AlwaysOn, AlwaysOff, RatioSampler, ParentBasedSampler, RuleSampler, and the matchers are also re-exported from addons/observability.

OTLP export

Export to OTLP from an app that opts into the nested runtime/trace/otel module. The bridge exposes the production knobs a real OTLP deployment needs:

sink, err := otel.NewSink(ctx,
	otel.WithEndpoint("collector:4318"),
	otel.WithGzip(),                       // request compression
	otel.WithTLSClientConfig(tlsConfig),   // custom CA / client cert / server name
	otel.WithHeaders(map[string]string{"authorization": token}),
	otel.WithServiceName("checkout"),
	otel.WithServiceVersion("1.4.2"),
	otel.WithEnvironment("production"),
	otel.WithResourceAttributes(map[string]string{"team": "payments"}),
	otel.WithMaxQueueSize(4096),           // bounded queue: overflow is dropped, not unbounded memory
	otel.WithMaxExportBatchSize(512),
	otel.WithBatchTimeout(5*time.Second),
	otel.WithRetry(otel.RetryConfig{Enabled: true, InitialInterval: time.Second, MaxInterval: 10 * time.Second, MaxElapsedTime: time.Minute}),
)
if err != nil {
	return err
}
defer sink.Shutdown(ctx)

tracer := trace.NewTracer(trace.WithSink(sink))
  • For local collectors use otel.WithInsecure() instead of TLS.
  • sink.ForceFlush(ctx) drains buffered spans at a checkpoint (signal, pre-deploy) without shutting the provider down; sink.Shutdown(ctx) flushes and stops a GOWDK-owned provider.
  • Drop/failure counters: the in-process ring exposes Collector.Dropped(), the OTLP path exposes otel.ExporterFailureCount() (export batches that failed after retries) and otel.UnsupportedAttributeCount() (attribute values outside the OTel value model).
  • The bounded queue defines overflow behavior: when full, the batch processor drops new spans rather than growing memory without bound.

GOWDK-owned vs app-owned

GOWDK owns stable primitives: the samplers, the snapshot model, the OTLP HTTP bridge, and a GOWDK-configured provider via otel.NewSink. When an app needs full control of the OpenTelemetry lifecycle, resources, or a different exporter, it supplies its own provider with otel.NewSinkWithProvider(provider) (pass otel.WithProviderShutdown() to hand lifecycle to the sink, and otel.WithNativeIdentity() when the provider uses otel.SnapshotIDGenerator). Sampling policy and telemetry-backend selection are always app-owned; GOWDK never picks a sampling ratio or an exporter endpoint for you.
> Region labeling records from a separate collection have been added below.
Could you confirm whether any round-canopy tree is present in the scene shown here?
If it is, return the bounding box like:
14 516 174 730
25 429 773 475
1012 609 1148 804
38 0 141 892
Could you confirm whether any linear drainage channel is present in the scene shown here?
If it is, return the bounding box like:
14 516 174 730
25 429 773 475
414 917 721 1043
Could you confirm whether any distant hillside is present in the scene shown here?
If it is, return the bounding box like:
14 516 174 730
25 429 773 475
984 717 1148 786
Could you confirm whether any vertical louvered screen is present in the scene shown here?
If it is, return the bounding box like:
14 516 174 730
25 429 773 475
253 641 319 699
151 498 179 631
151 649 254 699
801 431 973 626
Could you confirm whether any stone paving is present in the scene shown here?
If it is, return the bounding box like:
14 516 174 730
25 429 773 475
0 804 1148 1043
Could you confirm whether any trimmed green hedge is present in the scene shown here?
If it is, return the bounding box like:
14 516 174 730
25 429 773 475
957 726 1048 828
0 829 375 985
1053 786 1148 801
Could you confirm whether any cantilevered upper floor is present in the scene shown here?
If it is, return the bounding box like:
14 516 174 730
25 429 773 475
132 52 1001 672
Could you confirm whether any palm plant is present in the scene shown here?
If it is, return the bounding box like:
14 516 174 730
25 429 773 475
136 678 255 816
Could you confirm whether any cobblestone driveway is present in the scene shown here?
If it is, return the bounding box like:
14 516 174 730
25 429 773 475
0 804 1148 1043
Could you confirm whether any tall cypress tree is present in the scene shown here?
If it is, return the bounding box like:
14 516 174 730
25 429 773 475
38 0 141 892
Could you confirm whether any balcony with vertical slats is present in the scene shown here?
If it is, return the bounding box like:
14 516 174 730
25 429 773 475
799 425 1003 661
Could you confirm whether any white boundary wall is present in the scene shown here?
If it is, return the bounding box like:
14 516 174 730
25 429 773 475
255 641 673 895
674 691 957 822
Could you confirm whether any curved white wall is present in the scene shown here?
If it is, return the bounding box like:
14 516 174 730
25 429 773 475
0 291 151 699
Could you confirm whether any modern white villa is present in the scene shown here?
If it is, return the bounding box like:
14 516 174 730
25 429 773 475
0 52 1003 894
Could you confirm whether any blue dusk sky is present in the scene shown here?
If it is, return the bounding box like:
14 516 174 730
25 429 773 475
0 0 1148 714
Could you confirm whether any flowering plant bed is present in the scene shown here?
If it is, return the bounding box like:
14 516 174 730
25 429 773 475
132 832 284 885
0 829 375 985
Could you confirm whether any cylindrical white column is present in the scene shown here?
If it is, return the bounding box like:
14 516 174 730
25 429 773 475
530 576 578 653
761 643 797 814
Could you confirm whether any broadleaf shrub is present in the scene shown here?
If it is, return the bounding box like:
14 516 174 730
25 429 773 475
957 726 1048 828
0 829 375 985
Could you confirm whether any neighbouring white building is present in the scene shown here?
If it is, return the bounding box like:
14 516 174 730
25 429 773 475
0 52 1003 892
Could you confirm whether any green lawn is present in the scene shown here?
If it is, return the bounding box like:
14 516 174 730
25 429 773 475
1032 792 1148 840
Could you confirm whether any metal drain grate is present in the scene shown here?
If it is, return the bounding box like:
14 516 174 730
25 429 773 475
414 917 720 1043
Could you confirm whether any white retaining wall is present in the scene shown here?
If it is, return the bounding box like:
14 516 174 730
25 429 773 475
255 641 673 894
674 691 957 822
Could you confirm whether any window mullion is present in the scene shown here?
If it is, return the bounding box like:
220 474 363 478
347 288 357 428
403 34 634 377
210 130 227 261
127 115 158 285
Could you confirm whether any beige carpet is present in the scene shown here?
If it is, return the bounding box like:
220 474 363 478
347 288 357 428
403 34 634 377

Do not treat the local collector or viewer as a production observability backend. Production deployments should set sampling deliberately, keep viewer access gated or disabled, and send spans, logs, and metrics to app-owned telemetry infrastructure. Durable storage, hosted analysis, production metrics export, richer log-pipeline integration, alerting, retention, and production access policy remain future observability work.